When calculating the functions intersection of a horizontal asymptote, do you use the simplified function or the main function?

Question

let’s say we have a function $$ f(x)=\frac{2x^2-5x+2}{x^2-4} $$ finding the ratio of the leading terms gives you $2x^2/x^2=2$, so we have a horizontal asymptote at $y = 2$. If you factor out the denominator and numerator, you get $$ f(x) = \frac{(2x-1)(x-2)}{(x-2)(x+2)} $$ Vertical asymptote at $x = -2$, hole at $x=2$.

Simplifying gives you $(2x-1)/(x+2)$. If we want to find the intersection of a function to the horizontal asymptote, we set it equal to the asymptote $y = 2$.

If you use the main function: $$ \frac{2x^2-5x+2}{x^2-4}=2 \Longrightarrow 2x^2-5x+2=2(x^2-4)\Longrightarrow 2x^2-5x+2 =2x^2-8, $$ simplifying and solving for x gives $x=2$. So an intersection at $x=2$.

If you use the simplified version of the function: $$ \frac{2x-1}{x+2} = 2\Longrightarrow 2x-1=2(x+2)\Longrightarrow 2x-1=2x+4\Longrightarrow -1=4, $$ that is an invalid statement, meaning that you do not get an intersection.

Which one is correct???

Answer 1

The problem is here:

$$ \frac{2x^2-5x+2}{x^2-4}=2 \Longrightarrow 2x^2-5x+2=2(x^2-4) $$

You multiplied both sides by $x^2 - 4$, and then found $x = 2$. But that means $x^2 - 4$ was $0$, and multiplying both sides of an equation by $0$ always gives you the true statement $0 = 0$. So not helpful.

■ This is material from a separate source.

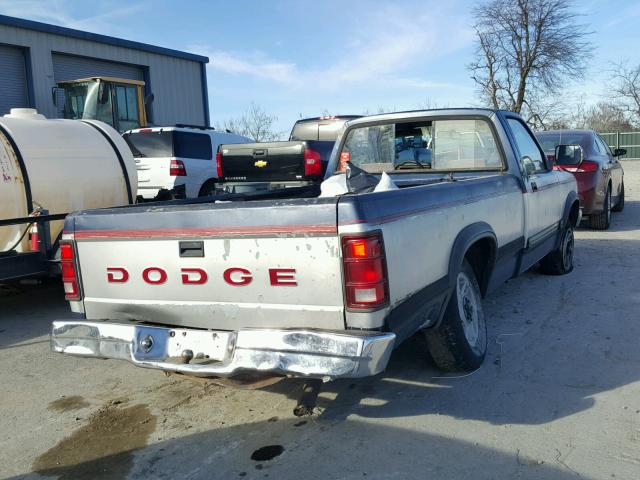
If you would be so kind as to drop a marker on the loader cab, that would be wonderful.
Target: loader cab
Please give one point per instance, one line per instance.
(116, 101)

You should use the simplified version to check for intersections. If an intersection exists in the function's domain, the simplified version will find it. However, it may also find values outside the function's domain (for example a horizontal asymptote passing through a removable singularity). So you need to check any answers you find against that.